"Health: Miss counters detected" alerts for Mellanox driver
search cancel

"Health: Miss counters detected" alerts for Mellanox driver

book

Article ID: 383273

calendar_today

Updated On:

Products

VMware vSphere ESXi

Issue/Introduction

  • On ESXi 8.0.2 and 8.0.3, you see the below alert reported for the Mellanox driver:
    nmlx5_QueryNicVportContext:188 command failed: IO was aborted
  • The vmkernel.log shows the below entries at random times with error code extSynd 0x0000:

<NMLX_ERR> nmlx5_core: 0000:45:00.0: Health: Miss counters detected.
<NMLX_INF> synd 0x0: unrecognized error
<NMLX_INF> extSynd 0x0000
<NMLX_ERR> nmlx5_QueryNicVportContext:188 command failed: IO was aborted
<NMLX_ERR> nmlx5_QueryVportCounter:1851 command failed: IO was aborted

  • Uplink status does not update to reflect current uplink state upstream once the error code "extSynd 0x0000" occurs

Environment

8.0.2x

Cause

  • This is a known issue in the nmlx5 health check logic, where the driver incorrectly detects NIC is in faulty state, even though the NIC firmware is healthy. Driver will then suspend all I/O on the vmnic from the driver side.

Resolution

This issue is resolved in VMware ESXi 8.0U3e (nmlx5_core driver version: 4.23.6.5), and also in the inbox driver for VCF 9.0 (nmlx5_core version: 4.24.0.7).

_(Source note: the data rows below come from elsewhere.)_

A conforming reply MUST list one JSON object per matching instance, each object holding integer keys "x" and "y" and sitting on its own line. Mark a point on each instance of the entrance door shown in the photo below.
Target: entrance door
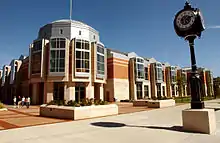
{"x": 158, "y": 90}
{"x": 58, "y": 91}
{"x": 139, "y": 91}
{"x": 80, "y": 93}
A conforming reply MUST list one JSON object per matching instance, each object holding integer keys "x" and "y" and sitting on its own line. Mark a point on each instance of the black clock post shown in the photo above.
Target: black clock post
{"x": 188, "y": 23}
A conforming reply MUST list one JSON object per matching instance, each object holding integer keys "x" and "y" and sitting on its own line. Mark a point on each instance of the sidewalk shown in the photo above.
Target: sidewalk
{"x": 154, "y": 126}
{"x": 23, "y": 117}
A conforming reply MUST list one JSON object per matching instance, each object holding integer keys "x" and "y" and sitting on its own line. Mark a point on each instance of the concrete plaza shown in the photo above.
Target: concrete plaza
{"x": 160, "y": 125}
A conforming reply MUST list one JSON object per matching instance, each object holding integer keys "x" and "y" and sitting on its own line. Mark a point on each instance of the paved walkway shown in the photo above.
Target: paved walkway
{"x": 154, "y": 126}
{"x": 23, "y": 117}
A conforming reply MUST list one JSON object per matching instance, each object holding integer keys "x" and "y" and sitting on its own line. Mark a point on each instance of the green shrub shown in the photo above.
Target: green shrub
{"x": 56, "y": 102}
{"x": 86, "y": 102}
{"x": 71, "y": 103}
{"x": 1, "y": 105}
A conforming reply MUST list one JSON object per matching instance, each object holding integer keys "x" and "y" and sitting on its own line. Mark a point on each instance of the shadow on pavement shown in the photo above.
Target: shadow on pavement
{"x": 116, "y": 125}
{"x": 108, "y": 124}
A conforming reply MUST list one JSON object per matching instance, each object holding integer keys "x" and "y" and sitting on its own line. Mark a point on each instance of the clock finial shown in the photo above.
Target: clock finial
{"x": 187, "y": 5}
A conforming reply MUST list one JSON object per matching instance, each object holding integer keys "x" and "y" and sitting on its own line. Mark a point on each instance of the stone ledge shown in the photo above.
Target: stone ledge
{"x": 199, "y": 120}
{"x": 161, "y": 103}
{"x": 76, "y": 113}
{"x": 140, "y": 103}
{"x": 4, "y": 109}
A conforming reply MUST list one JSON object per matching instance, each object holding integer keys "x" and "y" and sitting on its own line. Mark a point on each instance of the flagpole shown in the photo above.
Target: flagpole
{"x": 71, "y": 8}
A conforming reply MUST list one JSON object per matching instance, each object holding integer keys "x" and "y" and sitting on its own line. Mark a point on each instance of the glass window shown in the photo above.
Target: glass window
{"x": 78, "y": 54}
{"x": 163, "y": 90}
{"x": 146, "y": 73}
{"x": 57, "y": 55}
{"x": 37, "y": 46}
{"x": 78, "y": 45}
{"x": 158, "y": 90}
{"x": 36, "y": 62}
{"x": 100, "y": 60}
{"x": 139, "y": 90}
{"x": 146, "y": 91}
{"x": 159, "y": 73}
{"x": 87, "y": 45}
{"x": 100, "y": 49}
{"x": 173, "y": 75}
{"x": 82, "y": 56}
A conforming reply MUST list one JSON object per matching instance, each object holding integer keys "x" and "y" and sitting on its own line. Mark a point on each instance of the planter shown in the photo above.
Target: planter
{"x": 140, "y": 103}
{"x": 76, "y": 113}
{"x": 3, "y": 109}
{"x": 161, "y": 103}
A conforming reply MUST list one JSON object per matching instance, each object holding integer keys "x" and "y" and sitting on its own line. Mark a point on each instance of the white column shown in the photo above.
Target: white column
{"x": 101, "y": 92}
{"x": 70, "y": 93}
{"x": 34, "y": 93}
{"x": 135, "y": 92}
{"x": 48, "y": 91}
{"x": 90, "y": 91}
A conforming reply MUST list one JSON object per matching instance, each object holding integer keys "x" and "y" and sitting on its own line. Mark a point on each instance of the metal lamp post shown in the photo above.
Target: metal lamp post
{"x": 188, "y": 24}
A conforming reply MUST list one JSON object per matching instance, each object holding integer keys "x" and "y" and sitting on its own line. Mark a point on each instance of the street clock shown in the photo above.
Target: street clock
{"x": 189, "y": 21}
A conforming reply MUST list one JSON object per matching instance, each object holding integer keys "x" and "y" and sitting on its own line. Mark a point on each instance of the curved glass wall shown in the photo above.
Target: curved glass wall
{"x": 100, "y": 60}
{"x": 57, "y": 54}
{"x": 139, "y": 68}
{"x": 159, "y": 72}
{"x": 82, "y": 55}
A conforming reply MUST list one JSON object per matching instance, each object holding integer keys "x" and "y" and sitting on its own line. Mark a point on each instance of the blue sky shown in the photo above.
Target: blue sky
{"x": 142, "y": 26}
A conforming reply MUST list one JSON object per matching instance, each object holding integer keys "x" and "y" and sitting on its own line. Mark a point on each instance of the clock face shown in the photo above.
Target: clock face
{"x": 185, "y": 20}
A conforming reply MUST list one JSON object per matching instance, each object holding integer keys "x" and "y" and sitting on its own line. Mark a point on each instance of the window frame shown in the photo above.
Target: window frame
{"x": 84, "y": 48}
{"x": 58, "y": 58}
{"x": 100, "y": 73}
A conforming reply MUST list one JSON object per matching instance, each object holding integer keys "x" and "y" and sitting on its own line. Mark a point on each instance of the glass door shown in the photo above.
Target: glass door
{"x": 80, "y": 93}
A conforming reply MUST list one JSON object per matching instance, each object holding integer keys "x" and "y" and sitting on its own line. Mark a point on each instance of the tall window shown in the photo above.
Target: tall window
{"x": 173, "y": 74}
{"x": 57, "y": 55}
{"x": 146, "y": 73}
{"x": 163, "y": 90}
{"x": 36, "y": 57}
{"x": 139, "y": 68}
{"x": 139, "y": 90}
{"x": 159, "y": 90}
{"x": 6, "y": 74}
{"x": 37, "y": 46}
{"x": 173, "y": 90}
{"x": 163, "y": 75}
{"x": 100, "y": 60}
{"x": 16, "y": 69}
{"x": 82, "y": 56}
{"x": 146, "y": 91}
{"x": 159, "y": 72}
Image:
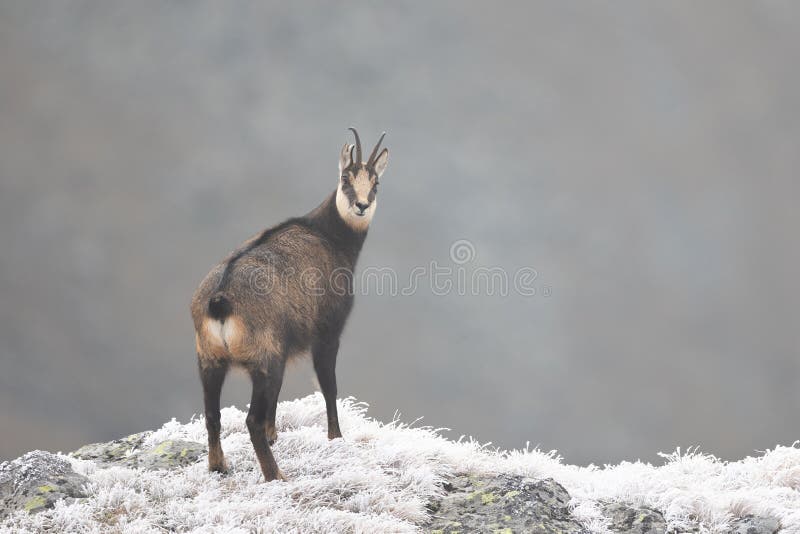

If you are having difficulty finding and downloading software, please review the Download Broadcom products and software KB.

Workaround:

Currently, there is no workaround to avoid or workaround this condition. Once it occurs, reboot the the ESXi host is needed to recover the uplink. 

Additional Information

 If the error code in the vmkernel.log is extSynd 0x8a02, it indicates that the commands from driver to firmware are failing. The issue is at the hardware/firmware layer and it needs to be checked further by the NIC vendor.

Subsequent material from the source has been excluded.